Despite this compelling realisation, most businesses worldwide still don’t fully understand how to use their data effectively and aren’t proactively investing in this area.

The Leader’s Data Manifesto, introduced at Experience Data World in 2017, initiated by some of the most respected data professionals across the globe summarised the status quo, still relevant today, best: “We are creating and collecting more data than ever before, but we still don’t know how to use it.

“Many companies are succeeding with small-scale analytics, governance, quality, and other efforts. Still, we find no examples of fundamental, lasting, company-wide change without committed leadership and the involvement of everyone at all levels of the organisation.”

They go further to highlight the challenge of becoming data driven: “Most companies don’t fully know what data they have or even what data is most important; confuse “data” with “information technology” or digitalisation, leading them to mismanage both; lack any sort of data vision or strategy defining how data contributes to their business; underestimate the effort required to manage data and lack the organisational structure to do so.”

These respected Data Leaders urge all of us, through our various roles and points of influence to engage in dialogue and education on the overall improvement of management to enable better use of data.

Based on our extensive experience through various client data journeys, we offer the following advice to help deal with this challenge:

* Take a big picture view – Data initiatives are often short-term, tactical, and fragmented rather than strategic and ambitious. Think about your goals and ambitions and how data can play a transformative role. If you’re starting with a small project – which is often more realistic – be sure that it fits into a vision and road map so that you can scale up, when necessary, for instance by building platforms/capabilities that can be reused for other initiatives.

* Get leadership buy-in – Often, the initial benefits of data projects are not visible and can be hard to quantify – making it difficult for budgets to be prioritised. Or project budgets are cut to free up capital. To prevent these roadblocks, leaders have to buy into data goals upfront and be ready to invest for the long haul. It is equally importance to continuously show and communicate value to sustain executive belief and support.
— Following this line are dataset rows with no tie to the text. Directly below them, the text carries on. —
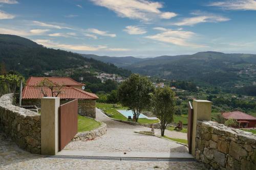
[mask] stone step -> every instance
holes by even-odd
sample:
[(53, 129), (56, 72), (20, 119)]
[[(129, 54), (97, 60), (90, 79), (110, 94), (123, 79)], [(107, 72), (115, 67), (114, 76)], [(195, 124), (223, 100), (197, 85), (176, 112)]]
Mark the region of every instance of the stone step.
[(124, 152), (62, 150), (58, 152), (56, 155), (141, 158), (194, 159), (193, 156), (187, 152)]

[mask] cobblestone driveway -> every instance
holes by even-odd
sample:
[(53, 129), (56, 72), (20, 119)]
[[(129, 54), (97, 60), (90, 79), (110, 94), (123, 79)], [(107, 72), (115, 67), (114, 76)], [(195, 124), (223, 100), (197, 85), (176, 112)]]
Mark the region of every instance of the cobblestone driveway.
[[(154, 168), (155, 167), (155, 168)], [(24, 151), (0, 132), (0, 169), (204, 169), (196, 162), (50, 159)]]
[(135, 133), (135, 131), (150, 131), (151, 129), (113, 120), (99, 109), (96, 110), (96, 118), (106, 124), (106, 134), (93, 140), (71, 142), (64, 149), (108, 152), (188, 152), (187, 147), (175, 142)]

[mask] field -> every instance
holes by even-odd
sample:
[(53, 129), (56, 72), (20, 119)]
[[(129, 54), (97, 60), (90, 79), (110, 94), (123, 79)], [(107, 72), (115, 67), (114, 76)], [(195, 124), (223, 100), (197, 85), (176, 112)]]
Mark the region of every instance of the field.
[(100, 126), (100, 123), (93, 118), (88, 118), (78, 115), (78, 132), (89, 131)]
[(166, 136), (164, 136), (163, 137), (164, 137), (166, 139), (170, 139), (172, 140), (174, 140), (174, 141), (180, 142), (180, 143), (182, 143), (184, 144), (187, 144), (187, 140), (186, 139), (173, 138), (169, 137)]
[[(126, 120), (126, 118), (117, 110), (126, 110), (127, 108), (117, 104), (109, 104), (105, 103), (96, 103), (96, 107), (107, 114), (110, 117), (118, 120)], [(148, 120), (145, 118), (139, 118), (138, 122), (140, 124), (152, 124), (158, 123), (158, 120)]]
[(183, 125), (187, 125), (187, 114), (182, 114), (181, 115), (174, 115), (174, 121), (175, 124), (177, 124), (179, 123), (179, 120), (182, 122)]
* Consider your culture – Becoming a data-driven organisation such as Amazon, Google or Meta requires investment in your culture and organisation. Engineering is only one factor for data success – people and governance are equally important if not more so. Data’s value cuts across the organisation and has the potential to change the way your employees work – so everyone must be on board.

* Share data assets not bottlenecks – Sharing data across the organisation underpins being data driven, promoting the natural alignment required for innovation and competitive advantage. Attempts at achieving this has involved putting in place a centralised team responsible for managing data. This may achieve some standards , but could unintentionally create bottlenecks, as this team tries to keep pace with business demands.
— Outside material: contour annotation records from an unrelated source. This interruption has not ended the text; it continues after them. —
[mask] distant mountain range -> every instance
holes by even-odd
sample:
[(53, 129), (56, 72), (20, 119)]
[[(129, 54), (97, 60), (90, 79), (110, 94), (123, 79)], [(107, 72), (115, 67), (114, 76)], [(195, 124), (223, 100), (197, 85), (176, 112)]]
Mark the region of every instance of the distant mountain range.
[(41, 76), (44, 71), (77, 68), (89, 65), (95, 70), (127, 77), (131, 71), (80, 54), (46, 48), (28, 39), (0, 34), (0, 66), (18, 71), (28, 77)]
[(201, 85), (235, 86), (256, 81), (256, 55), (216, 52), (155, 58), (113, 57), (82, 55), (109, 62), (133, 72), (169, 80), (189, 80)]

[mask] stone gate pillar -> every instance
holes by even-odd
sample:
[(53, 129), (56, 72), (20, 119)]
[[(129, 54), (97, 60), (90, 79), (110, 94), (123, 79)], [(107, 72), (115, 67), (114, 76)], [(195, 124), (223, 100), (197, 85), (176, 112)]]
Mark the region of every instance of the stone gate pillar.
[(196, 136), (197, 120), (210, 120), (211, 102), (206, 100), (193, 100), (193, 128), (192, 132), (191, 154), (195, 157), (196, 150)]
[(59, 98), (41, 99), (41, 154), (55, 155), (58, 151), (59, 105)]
Data fabric represents an emergent approach to deal with this challenge by allowing for the federation of data responsibility. A business domain (e.g. Sales) with the highest dependency, understanding and need for a particular subset of data, owns/governs it, enriches it, manages it, secures it etc.

Using a sophisticated form of abstraction, data fabric enables relevant elements of this data to then be shared with the rest of the organisation allowing for frictionless/trusted data movement.

To heed the data leaders call to action and realise their vision for your organisation, we strongly encourage re-prioritising data-related initiatives, by adopting this modern form of data management to elevate your work force into being truly data driven.